Ici le capitaine de frégate, pour épancher le flot de bile qui lui vint à la gorge, accumula sur la tête de son rival toutes les épithètes caractéristiques que le vocabulaire espagnol, si riche en ce genre, put lui fournir.

« Si je le tuais un peu pour lui apprendre à vivre ! » exclama-t-il en manière de conclusion.

Comme je savais mon compagnon trop catholique et trop bien élevé pour charger sa conscience d’un homicide, je souris à son innocente fanfaronnade et l’engageai puisque nous n’avions ni jeu d’échecs, ni dominos pour occuper notre soirée, à tendre notre moustiquaire, à nous coucher et à dormir de notre mieux. Il dédaigna de me répondre ; mais je le vis faire aussitôt sa toilette de nuit, qui consistait à défaire trois boutons de son spencer et à retirer sa chaussure. Un moment après, l’immobilité de son corps et la régularité de son souffle m’annonçaient qu’il voyageait en esprit dans l’empire des songes.
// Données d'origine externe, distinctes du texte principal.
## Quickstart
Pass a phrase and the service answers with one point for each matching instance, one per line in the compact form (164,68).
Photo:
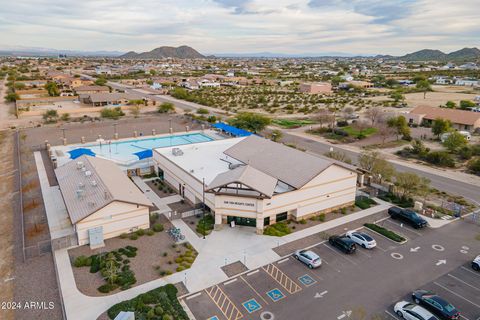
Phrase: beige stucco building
(256,182)
(101,200)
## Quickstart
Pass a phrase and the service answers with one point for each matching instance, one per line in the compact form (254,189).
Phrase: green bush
(158,227)
(385,232)
(106,288)
(133,236)
(278,229)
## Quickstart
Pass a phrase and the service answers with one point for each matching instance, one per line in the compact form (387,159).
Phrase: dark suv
(408,216)
(343,243)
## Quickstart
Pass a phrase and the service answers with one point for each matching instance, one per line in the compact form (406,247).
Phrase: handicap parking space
(243,295)
(203,307)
Zéphyrin, charpentier et organiste de Sarayacu.

Le lendemain deux religieux franciscains arrivèrent à la Mission. Partis du collége d’Ocopa, ils avaient traversé la Sierra, s’étaient embarqués au Pozuzo où les attendaient une pirogue et des rameurs envoyés par le révérend Plaza ; et descendant la rivière Pachitea jusqu’à sa jonction avec l’Hucayali, ils avaient suivi celle-ci jusqu’à Sarayacu[1]. Tous deux étaient Italiens. Ils racontèrent leur odyssée où les piqûres des moustiques jouaient le plus grand rôle.

Quelques minutes de conversation avec les nouveaux venus nous suffirent pour comprendre que nous avions à faire à des cœurs simples et à des cerveaux primitifs. Après le dîner, le prieur eut avec eux une conférence secrète. Tout en les instruisant de ce qui nous était relatif, il dut leur tracer une règle de conduite vis-à-vis du chef de la Commission péruvienne, car dans la même journée, celui-ci les ayant abordés pour les féliciter sur leur arrivée, ils lui tournèrent impoliment le dos. Le capitaine rentra dans sa cellule exaspéré par ce nouvel affront.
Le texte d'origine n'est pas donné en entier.